1928 - Alderson High School - 1968

 

Kudzu, Kudzu Zombies
And
Why the South turned Republican

Paul E. Bland - February 7, 2012

Kudzu, the Plant:
Some years ago after graduating from West Virginia University, my wife and I moved to Alabama. On the road to Alabama we began to see trees, telephone poles and houses that were partially, if not completely covered by a green plant.
 

The plant turned out to be Kudzu, a plant that I had never heard of before. I was to learn that this plant was imported from Japan to be used as a ground cover. It seems that Kudzu is a vine that will grow very quickly in almost any soil and anywhere the climate is warm. Officials of many southern states wanted to use the plant to stabilize banks along roads to cut back on erosion. It worked all too well and Kudzu has now become a problem, growing out of control and actually hunting small animals and kidnapping children. It seems that children who linger too long at the edge of a large patch of Kudzu are wrapped in Kudzu vines and dragged into the “Kudzu forest”, sometimes never to be seen or heard of again. Most adults are afraid to venture into these forests for fear that they themselves will become victims of Kudzu. Those who must venture into a Kudzu forest always employ an experienced Kudzu guide and a team of bearers equipped with sharp machetes to cut a path and protect the party from Kudzu.
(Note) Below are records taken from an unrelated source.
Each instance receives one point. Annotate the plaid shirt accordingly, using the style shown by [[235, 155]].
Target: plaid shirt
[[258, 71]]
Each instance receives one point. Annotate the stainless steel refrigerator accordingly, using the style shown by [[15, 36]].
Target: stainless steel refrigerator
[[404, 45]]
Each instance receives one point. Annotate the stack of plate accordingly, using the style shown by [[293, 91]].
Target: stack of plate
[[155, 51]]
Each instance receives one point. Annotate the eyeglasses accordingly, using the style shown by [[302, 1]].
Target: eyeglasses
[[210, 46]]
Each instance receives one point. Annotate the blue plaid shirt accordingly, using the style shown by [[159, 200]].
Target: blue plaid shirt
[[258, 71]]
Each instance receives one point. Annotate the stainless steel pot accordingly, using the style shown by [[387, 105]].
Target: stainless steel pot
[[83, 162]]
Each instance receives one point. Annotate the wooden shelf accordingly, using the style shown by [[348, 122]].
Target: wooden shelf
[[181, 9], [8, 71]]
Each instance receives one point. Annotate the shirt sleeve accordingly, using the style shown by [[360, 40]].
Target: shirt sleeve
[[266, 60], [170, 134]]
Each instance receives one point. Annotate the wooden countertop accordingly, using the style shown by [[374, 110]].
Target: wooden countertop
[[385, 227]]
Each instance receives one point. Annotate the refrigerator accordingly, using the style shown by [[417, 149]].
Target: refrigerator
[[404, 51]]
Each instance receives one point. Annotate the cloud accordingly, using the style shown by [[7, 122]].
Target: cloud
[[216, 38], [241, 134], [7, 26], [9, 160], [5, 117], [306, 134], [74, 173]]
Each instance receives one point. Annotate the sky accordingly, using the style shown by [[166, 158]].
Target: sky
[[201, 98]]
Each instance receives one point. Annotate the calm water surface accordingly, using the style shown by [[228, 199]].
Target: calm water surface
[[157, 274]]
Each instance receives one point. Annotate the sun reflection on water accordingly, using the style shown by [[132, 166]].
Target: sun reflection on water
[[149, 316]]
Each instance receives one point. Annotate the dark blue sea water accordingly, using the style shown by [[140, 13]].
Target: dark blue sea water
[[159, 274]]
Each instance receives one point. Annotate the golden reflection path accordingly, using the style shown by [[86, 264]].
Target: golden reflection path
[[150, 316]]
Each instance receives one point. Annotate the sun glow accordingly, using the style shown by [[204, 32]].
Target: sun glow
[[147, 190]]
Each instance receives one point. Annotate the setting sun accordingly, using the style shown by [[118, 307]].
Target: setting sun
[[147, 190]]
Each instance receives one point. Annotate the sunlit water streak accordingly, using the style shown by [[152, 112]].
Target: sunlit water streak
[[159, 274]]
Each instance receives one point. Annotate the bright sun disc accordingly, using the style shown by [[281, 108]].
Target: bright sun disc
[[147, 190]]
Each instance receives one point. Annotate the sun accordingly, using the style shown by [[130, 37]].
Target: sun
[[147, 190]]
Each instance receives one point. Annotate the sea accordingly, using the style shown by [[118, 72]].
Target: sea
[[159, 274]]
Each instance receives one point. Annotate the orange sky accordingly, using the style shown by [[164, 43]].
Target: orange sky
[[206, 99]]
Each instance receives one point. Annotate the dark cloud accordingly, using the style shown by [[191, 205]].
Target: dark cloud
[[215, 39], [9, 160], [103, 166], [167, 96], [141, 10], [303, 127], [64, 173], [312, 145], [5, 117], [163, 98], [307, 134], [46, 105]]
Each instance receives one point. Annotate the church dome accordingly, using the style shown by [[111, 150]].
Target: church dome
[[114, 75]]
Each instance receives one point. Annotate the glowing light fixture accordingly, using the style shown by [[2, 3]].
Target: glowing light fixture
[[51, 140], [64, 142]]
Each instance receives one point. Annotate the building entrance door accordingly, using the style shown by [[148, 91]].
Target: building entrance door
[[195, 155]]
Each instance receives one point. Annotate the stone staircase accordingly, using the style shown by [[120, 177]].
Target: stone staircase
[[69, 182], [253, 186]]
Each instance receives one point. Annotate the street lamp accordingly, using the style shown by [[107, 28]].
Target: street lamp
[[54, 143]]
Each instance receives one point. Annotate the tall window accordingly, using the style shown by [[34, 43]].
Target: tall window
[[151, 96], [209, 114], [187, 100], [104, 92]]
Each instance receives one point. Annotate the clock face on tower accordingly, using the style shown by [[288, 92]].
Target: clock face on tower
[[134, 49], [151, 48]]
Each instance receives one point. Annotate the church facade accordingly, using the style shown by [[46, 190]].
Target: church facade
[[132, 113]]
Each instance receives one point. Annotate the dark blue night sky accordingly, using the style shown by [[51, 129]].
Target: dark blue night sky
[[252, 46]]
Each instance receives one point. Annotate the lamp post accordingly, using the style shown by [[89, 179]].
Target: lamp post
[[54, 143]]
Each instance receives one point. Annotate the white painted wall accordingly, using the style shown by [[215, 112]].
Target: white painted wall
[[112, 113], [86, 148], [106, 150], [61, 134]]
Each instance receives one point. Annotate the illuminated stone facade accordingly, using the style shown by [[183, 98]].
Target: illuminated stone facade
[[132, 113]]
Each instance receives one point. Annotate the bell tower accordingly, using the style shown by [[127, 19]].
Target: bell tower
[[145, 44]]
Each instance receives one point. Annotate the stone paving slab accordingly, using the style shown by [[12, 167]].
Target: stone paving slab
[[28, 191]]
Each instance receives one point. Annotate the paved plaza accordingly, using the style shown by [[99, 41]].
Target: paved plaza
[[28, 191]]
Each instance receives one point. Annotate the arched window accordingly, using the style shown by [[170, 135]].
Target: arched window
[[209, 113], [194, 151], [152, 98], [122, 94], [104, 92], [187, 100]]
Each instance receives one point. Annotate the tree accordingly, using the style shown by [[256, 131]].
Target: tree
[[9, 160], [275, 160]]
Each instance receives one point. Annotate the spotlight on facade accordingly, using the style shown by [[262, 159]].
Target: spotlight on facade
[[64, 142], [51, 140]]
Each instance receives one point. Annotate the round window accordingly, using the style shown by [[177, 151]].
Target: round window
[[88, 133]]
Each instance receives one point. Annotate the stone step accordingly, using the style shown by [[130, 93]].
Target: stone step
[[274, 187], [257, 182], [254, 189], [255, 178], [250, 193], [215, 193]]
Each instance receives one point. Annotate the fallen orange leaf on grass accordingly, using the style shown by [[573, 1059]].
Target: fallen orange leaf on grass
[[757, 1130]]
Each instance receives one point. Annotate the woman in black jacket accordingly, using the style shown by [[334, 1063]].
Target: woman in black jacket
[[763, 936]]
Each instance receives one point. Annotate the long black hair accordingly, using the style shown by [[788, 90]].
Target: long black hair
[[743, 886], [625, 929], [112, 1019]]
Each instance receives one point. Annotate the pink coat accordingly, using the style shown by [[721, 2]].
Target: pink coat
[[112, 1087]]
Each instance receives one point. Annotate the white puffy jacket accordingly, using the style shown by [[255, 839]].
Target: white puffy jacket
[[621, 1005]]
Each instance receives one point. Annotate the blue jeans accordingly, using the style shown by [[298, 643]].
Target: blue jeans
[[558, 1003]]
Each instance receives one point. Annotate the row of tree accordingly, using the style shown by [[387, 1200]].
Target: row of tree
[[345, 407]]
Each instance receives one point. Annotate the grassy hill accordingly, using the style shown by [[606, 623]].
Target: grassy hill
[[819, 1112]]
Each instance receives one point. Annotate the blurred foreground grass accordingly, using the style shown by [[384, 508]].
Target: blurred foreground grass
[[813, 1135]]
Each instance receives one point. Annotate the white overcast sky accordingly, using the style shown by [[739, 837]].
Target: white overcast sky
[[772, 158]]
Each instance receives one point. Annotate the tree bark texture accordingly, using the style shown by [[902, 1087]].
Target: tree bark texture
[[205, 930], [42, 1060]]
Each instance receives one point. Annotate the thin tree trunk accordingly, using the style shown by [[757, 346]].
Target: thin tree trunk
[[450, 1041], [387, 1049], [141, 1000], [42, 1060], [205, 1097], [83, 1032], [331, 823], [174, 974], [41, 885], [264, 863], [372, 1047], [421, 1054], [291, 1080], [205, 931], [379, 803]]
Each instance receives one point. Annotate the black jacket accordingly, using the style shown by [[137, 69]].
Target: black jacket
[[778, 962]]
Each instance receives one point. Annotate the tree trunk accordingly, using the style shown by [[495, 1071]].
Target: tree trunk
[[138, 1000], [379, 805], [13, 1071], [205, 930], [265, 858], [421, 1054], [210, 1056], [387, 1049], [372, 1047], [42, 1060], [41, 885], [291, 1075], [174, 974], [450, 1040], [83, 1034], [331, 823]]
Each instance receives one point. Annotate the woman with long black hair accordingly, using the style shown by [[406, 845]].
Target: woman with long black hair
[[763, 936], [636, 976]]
Due to this menacing nature of Kudzu, I was told never to sleep with my windows open at night for Kudzu will often attack after dark and turn its victims into Kudzu Zombies. I didn’t know whether my wife and I were actually at risk or whether the folks in Alabama were just pulling our leg. However, we took their advice and slept at night with our windows tightly shut ever fearful that we might be turned into Kudzu Zombies.
 
Kudzu Zombies:
During my time in Alabama I never learned exactly why one person and not another is turned into a Kudzu Zombie. I was told that if you leave your windows open at night, then during sleep a Kudzu vine might creep into the bedroom and grow up your nose, deposit something, not yet understood by medical science that could enter your brain and then Kudzu would retreat and back out of the window. Slowly, over time, the victim would be turned into a Kudzu Zombie. The strange thing was that you couldn’t tell by looking who was a Kudzu Zombie. The tell-tale signs would only become apparent when they were involved in a political argument. In this setting, the whites of their eyes would turn a bright yellowish green and the pupils of their eyes would turn bright red. Moreover, the people of the south learned over a period of time that Kudzu Zombies no longer had free will and that they always voted Republican. When Lyndon Johnson signed the Voting Rights Act of 1965, he famously said that this act would turn the south over to the Republicans. But no, no, no, the fact that the Voting Rights Act became the law of the land is not what caused the south to go Republican. Over time, the majority of folks in the south have been turned into Kudzu Zombies and this is why the south turned Republican. So remember, you read it here first and no matter what you are told, this and only this is the true story of why the south turned Republican!

Postscript:
One disturbing fact is that Global Warming is causing our country to slowly grow warmer and this means that the Kudzu vine will begin to creep northward. So should we all be afraid that we will eventually become victims of the Kudzu vine, be turned into Kudzu Zombies and lose our free will? Will this ultimately lead to only one political party, the Republican Party? Well, I guess it could happen, but if it does, please don’t blame the people. My experience tells me that if we are to survive with free will, then we must always sleep with our windows tightly shut and that we should help save America by waging war on that damned Kudzu vine.